Öncelikle temel bir kişilik yatkınlığı olarak benmerkezci eğilimden ne anlamamız gerektiğine bakalım:
Bilindiği üzere her insanın kendisine has kişilik özellikleri vardır. Bir insanı, o insan yapan kendisine has ve diğerlerinden farklı kılan Özelliklerin tamamı o bireyin kişilik özelliklerini oluşturur. Bu temel kişilik yatkınlıkları, ham potansiyel olarak doğuştan gelir. Yaşamın ilk yıllarındaki aile içi etkileşim yoluyla yerleşir, şekillenir. Böylece doğuştan getirilen kişilik özellikleri, potansiyeli yaşam deneyimleriyle performansa, yeni davranışlara dönüşür.

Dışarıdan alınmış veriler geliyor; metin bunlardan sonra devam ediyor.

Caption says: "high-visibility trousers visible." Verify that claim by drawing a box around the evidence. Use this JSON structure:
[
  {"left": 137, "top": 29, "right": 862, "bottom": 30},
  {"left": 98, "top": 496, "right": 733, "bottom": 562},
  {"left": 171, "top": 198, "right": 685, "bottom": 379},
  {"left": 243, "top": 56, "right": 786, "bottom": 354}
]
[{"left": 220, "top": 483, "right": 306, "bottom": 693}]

Temel kişilik yatkınlıklarından birisi de bireyin kendisini olması gerekenden daha fazla önemsemesi, sevmesi, hemen her olayın merkezine yerleştirmesidir. İşte bu duruma benmerkezci kişilik eğilimi (ego centric) diyoruz. Bazen kişiliğin temel boyutlarının yerleştiği hayatın ilk 7-8 yılında çocuklar, tipik benmerkezci duruşu sergilerler. Yani ailede her şeyin kendilerine endekslenmesini, kendilerinin merkez alınmasını ister ve beklerler. Ailenin genel gündemi, başkalarının istekleri, beklentileri önemli değildir. Asıl olan çocuğun merkezde yer alan istekleridir. Çocuk, tüm ailenin kendi isteklerine göre hareket etmesini bekler. Diğer bir ifadeyle çocuk kendi " ben "liğini merkez, çevredeki diğer benlikleri de birer uydu gibi görür. Araştırmaların tespit ettiği ilginç bir veri şudur: Benmerkezci kişilik tipine sahip bireyler, genellikle ortalama insana göre daha zeki, disiplinli ve sistematik kişilerdir.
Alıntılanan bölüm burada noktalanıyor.